Savings Against Debt Payment
There is good news on the battle between whether you need to save more or pay off your debt faster. No matter which way you choose, it’s hard to go terribly wrong.
The arguments in favor of earmarking money for saving and investing for retirement relate to compound interest. The sooner you put money into your retirement account, the greater the impact of compound interest can be throughout your life. Suppose you invested $ 10,000 30 years ago and never added another dime. With a growth rate of 6% and annual membership, the money would reach $ 57,400. A big reason for growth has to do with the composition of returns over time.
To enjoy the composition, however, there is one requirement: time. Therefore, the need to put the money in the retirement account as early in life as possible creates tension in this decision-making process.
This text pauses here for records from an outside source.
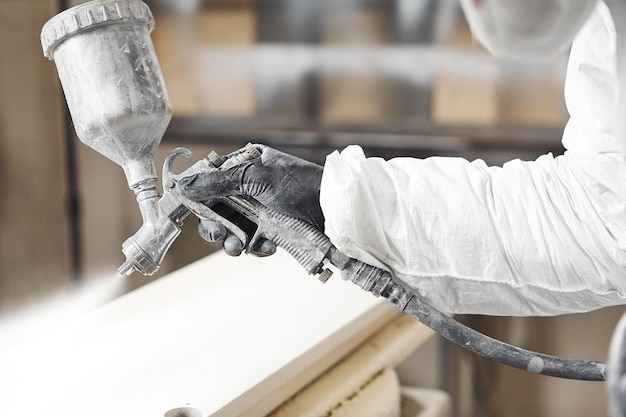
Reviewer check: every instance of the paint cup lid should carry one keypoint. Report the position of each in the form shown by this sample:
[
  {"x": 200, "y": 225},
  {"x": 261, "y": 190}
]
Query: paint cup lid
[{"x": 89, "y": 15}]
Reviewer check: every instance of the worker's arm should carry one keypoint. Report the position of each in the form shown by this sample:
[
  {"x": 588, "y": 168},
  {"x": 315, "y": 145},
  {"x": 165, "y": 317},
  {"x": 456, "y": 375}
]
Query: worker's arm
[{"x": 529, "y": 238}]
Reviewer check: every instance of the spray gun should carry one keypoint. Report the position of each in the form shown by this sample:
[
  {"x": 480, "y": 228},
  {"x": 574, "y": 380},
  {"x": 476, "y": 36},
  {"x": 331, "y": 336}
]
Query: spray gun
[{"x": 120, "y": 107}]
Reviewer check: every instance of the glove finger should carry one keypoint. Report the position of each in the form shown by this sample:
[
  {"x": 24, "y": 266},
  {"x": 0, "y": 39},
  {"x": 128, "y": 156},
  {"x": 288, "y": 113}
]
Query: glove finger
[
  {"x": 232, "y": 245},
  {"x": 212, "y": 231},
  {"x": 264, "y": 248}
]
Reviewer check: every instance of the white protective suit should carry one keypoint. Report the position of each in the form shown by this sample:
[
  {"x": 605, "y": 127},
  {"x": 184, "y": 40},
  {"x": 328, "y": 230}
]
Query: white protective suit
[{"x": 542, "y": 237}]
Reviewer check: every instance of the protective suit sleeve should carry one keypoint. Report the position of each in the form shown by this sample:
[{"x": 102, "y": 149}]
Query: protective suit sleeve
[{"x": 542, "y": 237}]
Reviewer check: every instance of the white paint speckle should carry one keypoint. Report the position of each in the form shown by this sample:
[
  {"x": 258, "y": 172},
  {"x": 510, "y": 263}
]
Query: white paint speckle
[{"x": 535, "y": 365}]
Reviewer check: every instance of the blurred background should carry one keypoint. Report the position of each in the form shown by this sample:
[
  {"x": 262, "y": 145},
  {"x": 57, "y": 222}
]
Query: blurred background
[{"x": 398, "y": 77}]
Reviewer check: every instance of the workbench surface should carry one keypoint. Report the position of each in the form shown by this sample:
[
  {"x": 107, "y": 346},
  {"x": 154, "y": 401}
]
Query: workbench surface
[{"x": 224, "y": 336}]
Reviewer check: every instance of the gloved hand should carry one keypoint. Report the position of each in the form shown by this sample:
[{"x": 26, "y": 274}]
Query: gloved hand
[{"x": 277, "y": 180}]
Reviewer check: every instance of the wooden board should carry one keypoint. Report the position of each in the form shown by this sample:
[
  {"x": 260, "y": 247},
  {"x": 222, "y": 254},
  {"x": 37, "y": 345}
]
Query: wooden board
[{"x": 227, "y": 336}]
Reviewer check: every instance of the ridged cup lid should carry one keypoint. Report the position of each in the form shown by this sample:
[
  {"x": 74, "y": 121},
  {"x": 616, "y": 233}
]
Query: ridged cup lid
[{"x": 89, "y": 15}]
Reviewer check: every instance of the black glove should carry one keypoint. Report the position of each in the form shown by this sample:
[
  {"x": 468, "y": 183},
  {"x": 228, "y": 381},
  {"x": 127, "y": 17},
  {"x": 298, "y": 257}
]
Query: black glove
[{"x": 277, "y": 180}]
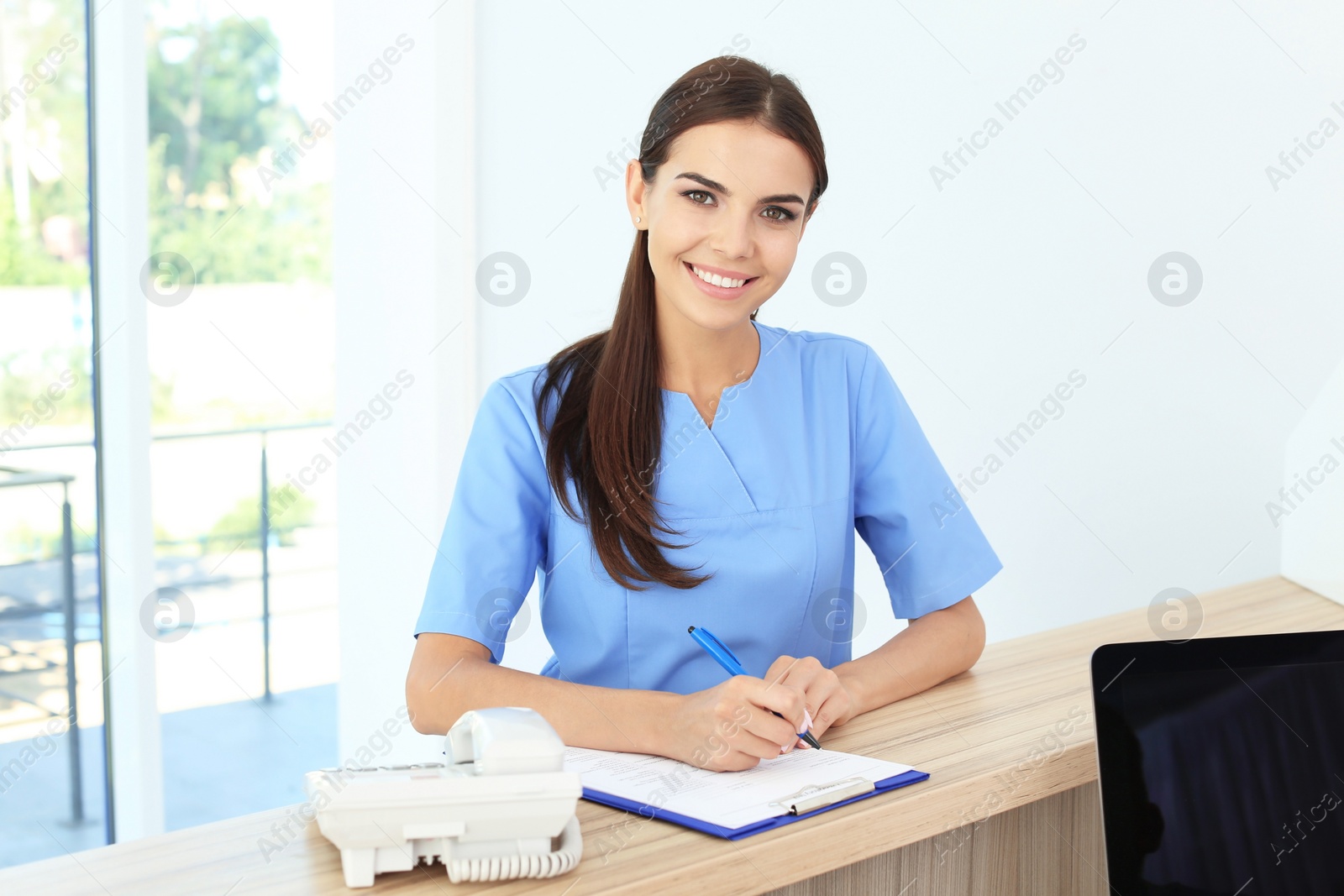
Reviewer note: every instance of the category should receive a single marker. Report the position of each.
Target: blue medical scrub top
(815, 445)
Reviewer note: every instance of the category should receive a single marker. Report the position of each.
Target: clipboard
(804, 804)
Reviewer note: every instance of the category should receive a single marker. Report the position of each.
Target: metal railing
(15, 477)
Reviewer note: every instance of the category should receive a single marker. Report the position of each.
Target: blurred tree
(242, 523)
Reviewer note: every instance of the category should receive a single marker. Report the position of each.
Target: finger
(761, 747)
(835, 707)
(765, 726)
(779, 669)
(785, 699)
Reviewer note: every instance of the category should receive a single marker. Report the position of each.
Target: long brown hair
(608, 425)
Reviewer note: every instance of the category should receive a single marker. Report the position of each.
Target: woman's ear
(635, 192)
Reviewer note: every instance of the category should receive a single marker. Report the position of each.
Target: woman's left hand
(828, 700)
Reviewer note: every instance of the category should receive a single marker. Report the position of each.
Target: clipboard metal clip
(817, 795)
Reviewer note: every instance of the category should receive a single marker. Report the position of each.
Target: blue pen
(730, 663)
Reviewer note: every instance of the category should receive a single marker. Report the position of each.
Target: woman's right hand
(730, 726)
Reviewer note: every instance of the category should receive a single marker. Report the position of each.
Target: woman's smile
(725, 288)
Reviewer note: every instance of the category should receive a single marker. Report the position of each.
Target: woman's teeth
(717, 280)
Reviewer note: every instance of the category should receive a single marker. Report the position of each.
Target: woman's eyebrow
(714, 184)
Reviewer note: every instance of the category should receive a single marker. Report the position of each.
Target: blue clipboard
(754, 828)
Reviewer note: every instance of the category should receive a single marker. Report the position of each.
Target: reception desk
(1010, 809)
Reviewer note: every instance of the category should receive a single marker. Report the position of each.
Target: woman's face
(730, 202)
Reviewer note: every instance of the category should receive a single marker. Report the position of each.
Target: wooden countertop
(1015, 728)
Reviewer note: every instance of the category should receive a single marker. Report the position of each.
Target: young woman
(692, 466)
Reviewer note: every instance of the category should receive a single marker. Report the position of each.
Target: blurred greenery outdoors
(214, 114)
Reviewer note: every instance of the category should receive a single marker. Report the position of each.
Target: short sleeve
(929, 547)
(496, 528)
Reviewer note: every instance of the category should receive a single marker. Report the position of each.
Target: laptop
(1222, 765)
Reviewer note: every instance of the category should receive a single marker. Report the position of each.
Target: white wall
(981, 296)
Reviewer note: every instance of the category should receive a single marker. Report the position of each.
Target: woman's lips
(718, 291)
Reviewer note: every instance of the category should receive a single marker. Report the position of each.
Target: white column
(402, 277)
(120, 249)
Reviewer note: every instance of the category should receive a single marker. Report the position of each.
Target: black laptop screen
(1222, 765)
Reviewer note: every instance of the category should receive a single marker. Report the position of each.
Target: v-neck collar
(756, 372)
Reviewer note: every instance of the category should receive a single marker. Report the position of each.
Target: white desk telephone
(490, 813)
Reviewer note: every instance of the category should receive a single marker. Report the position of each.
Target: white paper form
(726, 799)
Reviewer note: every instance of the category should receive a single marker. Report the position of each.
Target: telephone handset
(492, 812)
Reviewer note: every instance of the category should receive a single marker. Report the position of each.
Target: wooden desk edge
(885, 822)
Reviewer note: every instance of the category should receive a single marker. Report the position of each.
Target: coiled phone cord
(510, 867)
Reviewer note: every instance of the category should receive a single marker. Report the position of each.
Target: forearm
(929, 651)
(582, 715)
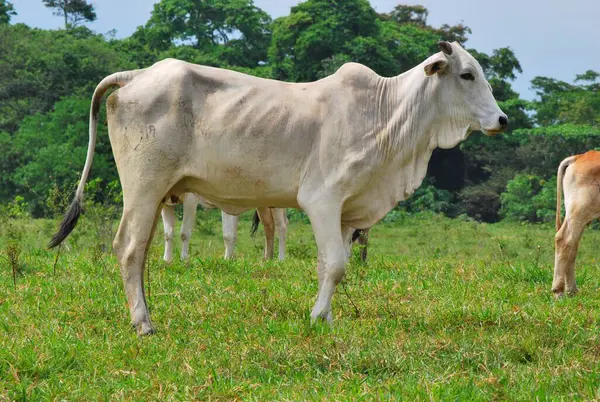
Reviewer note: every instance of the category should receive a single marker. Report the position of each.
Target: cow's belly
(226, 184)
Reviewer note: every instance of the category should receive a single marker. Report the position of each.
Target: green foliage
(210, 27)
(429, 198)
(529, 198)
(65, 133)
(18, 208)
(73, 11)
(7, 10)
(39, 67)
(48, 77)
(562, 103)
(317, 30)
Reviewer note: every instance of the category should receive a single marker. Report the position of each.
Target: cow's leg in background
(131, 244)
(266, 217)
(168, 215)
(230, 223)
(190, 204)
(363, 242)
(281, 221)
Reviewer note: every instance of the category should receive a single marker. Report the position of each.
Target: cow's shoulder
(355, 76)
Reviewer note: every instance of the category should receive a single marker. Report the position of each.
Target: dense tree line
(48, 77)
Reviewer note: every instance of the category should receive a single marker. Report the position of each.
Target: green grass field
(444, 310)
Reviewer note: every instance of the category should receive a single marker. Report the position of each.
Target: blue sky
(551, 38)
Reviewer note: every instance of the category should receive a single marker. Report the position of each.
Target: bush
(430, 198)
(529, 198)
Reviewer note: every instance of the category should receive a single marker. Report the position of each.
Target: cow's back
(238, 138)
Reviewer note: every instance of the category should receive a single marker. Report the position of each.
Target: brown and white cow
(345, 149)
(579, 178)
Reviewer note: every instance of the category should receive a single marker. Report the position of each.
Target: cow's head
(463, 94)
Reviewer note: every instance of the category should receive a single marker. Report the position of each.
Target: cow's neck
(410, 126)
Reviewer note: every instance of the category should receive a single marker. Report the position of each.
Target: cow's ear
(445, 47)
(437, 65)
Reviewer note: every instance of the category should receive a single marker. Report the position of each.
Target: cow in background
(271, 217)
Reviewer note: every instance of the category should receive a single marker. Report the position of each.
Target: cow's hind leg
(131, 246)
(168, 215)
(363, 242)
(566, 244)
(266, 217)
(280, 218)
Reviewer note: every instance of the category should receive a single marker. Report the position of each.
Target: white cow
(345, 149)
(271, 217)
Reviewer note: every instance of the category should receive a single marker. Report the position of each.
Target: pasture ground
(444, 309)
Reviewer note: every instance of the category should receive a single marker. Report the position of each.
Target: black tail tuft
(356, 234)
(255, 222)
(68, 223)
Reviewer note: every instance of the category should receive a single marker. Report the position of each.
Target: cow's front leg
(230, 224)
(168, 215)
(331, 261)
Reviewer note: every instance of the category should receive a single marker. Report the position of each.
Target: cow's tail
(559, 187)
(70, 219)
(255, 222)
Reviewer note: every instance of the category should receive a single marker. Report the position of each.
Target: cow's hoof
(145, 328)
(322, 317)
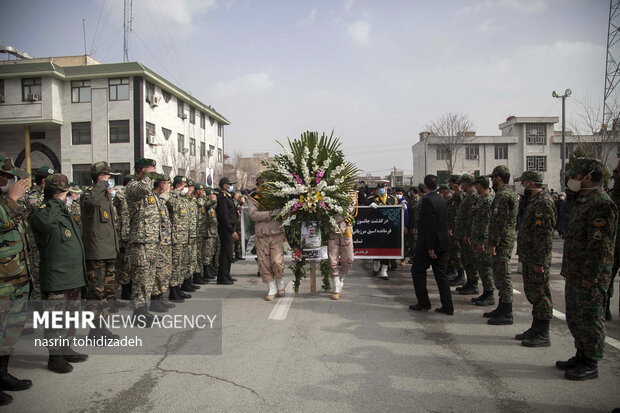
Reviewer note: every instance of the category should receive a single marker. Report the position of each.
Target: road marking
(280, 311)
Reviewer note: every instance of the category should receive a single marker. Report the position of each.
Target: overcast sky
(373, 71)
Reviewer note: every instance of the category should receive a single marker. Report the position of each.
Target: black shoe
(571, 363)
(418, 307)
(445, 311)
(8, 381)
(126, 291)
(73, 356)
(156, 305)
(586, 370)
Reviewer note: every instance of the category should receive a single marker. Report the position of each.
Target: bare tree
(592, 138)
(450, 131)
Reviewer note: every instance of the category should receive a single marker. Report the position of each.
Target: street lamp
(566, 94)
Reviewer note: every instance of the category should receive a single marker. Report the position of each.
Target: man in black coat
(432, 249)
(226, 221)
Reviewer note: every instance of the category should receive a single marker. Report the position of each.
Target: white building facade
(76, 111)
(525, 143)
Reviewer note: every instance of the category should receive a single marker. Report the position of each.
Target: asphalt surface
(364, 353)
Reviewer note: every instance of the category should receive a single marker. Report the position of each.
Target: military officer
(534, 246)
(586, 265)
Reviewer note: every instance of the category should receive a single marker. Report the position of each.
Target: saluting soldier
(502, 234)
(462, 232)
(14, 268)
(586, 266)
(62, 270)
(534, 247)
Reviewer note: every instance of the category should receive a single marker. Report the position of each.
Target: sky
(374, 72)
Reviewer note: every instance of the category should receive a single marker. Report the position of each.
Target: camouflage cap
(500, 170)
(57, 181)
(533, 176)
(101, 167)
(586, 165)
(467, 178)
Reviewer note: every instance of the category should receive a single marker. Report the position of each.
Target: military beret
(467, 178)
(101, 167)
(145, 162)
(533, 176)
(45, 171)
(585, 165)
(500, 170)
(57, 181)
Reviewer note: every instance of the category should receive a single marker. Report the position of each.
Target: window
(123, 168)
(31, 86)
(119, 131)
(81, 174)
(536, 163)
(166, 132)
(80, 133)
(166, 96)
(180, 142)
(150, 92)
(119, 88)
(501, 151)
(443, 154)
(536, 134)
(471, 152)
(80, 91)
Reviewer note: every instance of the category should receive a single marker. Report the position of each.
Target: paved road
(364, 353)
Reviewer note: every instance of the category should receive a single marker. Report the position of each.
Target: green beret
(586, 165)
(533, 176)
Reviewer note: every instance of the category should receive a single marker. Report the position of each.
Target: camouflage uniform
(481, 215)
(462, 229)
(144, 237)
(586, 263)
(178, 207)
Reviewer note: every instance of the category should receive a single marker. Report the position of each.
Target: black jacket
(226, 212)
(432, 226)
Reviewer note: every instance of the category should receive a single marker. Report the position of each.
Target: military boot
(485, 299)
(156, 305)
(586, 370)
(57, 363)
(8, 381)
(504, 316)
(541, 337)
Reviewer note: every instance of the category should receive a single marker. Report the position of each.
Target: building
(76, 111)
(525, 143)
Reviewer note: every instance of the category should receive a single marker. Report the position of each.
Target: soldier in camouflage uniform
(164, 253)
(178, 208)
(211, 249)
(144, 238)
(534, 246)
(462, 231)
(123, 265)
(454, 261)
(481, 216)
(586, 265)
(502, 233)
(14, 266)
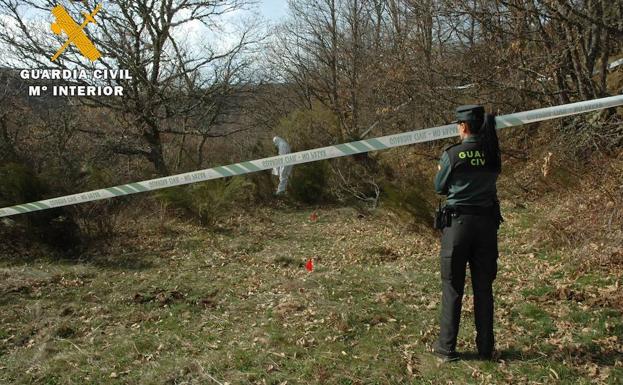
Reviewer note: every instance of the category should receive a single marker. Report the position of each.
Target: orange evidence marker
(313, 217)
Meanwhile, paying down debt also has a very big impact on the ability to save, invest, spend and plan. Having a minimum student loan payment of $ 500 each month can sap resources and limit options when you are facing financial problems. This encourages debt reduction more quickly.
But if you reduce debt, it means saving less while you’re doing it. So how do you choose? Often, this will be the interest rate on the debt. If the interest on the debt is lower than the expected returns on savings, you may want to focus on the investment by weighing the two options. For example, if you have debt that only has 4% interest or you can invest money beyond the debt payment in an S&P 500 index fund, which has historical returns after a 7% inflation, then you can consider investing instead of paying off the debt faster. Then again, if you have credit card debt with an annual percentage rate of 19% increasing the amount you owe each day, then getting rid of it is the best financial decision.
Of course, many believe that debt will hold you back in other ways, serving as an albatross flying overhead until it is gone. If that’s what you think about debt, then improving your well-being can always have a value that worsens over time as well.
Save money compared to having fun
One of the most difficult battles you could face in your planning, as well as in your day-to-day financial decisions, is whether to put off the fun in order to save more. There is a direct correlation with reducing your spending – so potentially cutting spending on fun things – to increase the amount of money you can spend on retirement at the end of each month.
If this battle is getting too much, then it’s time to tackle what you think is fun or cut your savings. After all, you don’t want to save for the future by living in poverty today.
Instead, turn to the things that really give you joy, happiness, or whatever emotion is most meaningful to you. What activities are above all else in this thought experiment? Expenses should continue as needed in this area of ââyour budget.
Now that you know where the expenses you should be keeping are located, where can you reduce your budget? Does five days a week food delivery really add value? What about magazine subscriptions? Or the luxury vehicle? Cutting down on the areas that don’t provide that emotional weight will give you more money for the savings part, without making the battle between fun and savings too difficult.
Time for money
What do you care about most, having enough time to do the things you want to do or having enough money? People are divided, according to a recent poll. TIAA-CREF surveyed people aged 27 to 75, finding that 55% of those surveyed were more concerned about not having enough time to do the things they want to do in life.
On the flip side, 45% said they were worried about running out of money to do the things they want.
The split embodies the battle you may face as you think about your goals. You want to make sure you achieve certain goals in life, even though you may need enough funds to achieve them.
The good thing about those who fear running out of time? Of those who had this concern, 45% said early retirement was a top priority.
Sometimes addressing your biggest concern is the best way to plan. If the fear of wasting time leads to higher savings rates and stronger retirement portfolios, then it’s a concern that can positively impact the rest of your life. This makes it a battle worth fighting for.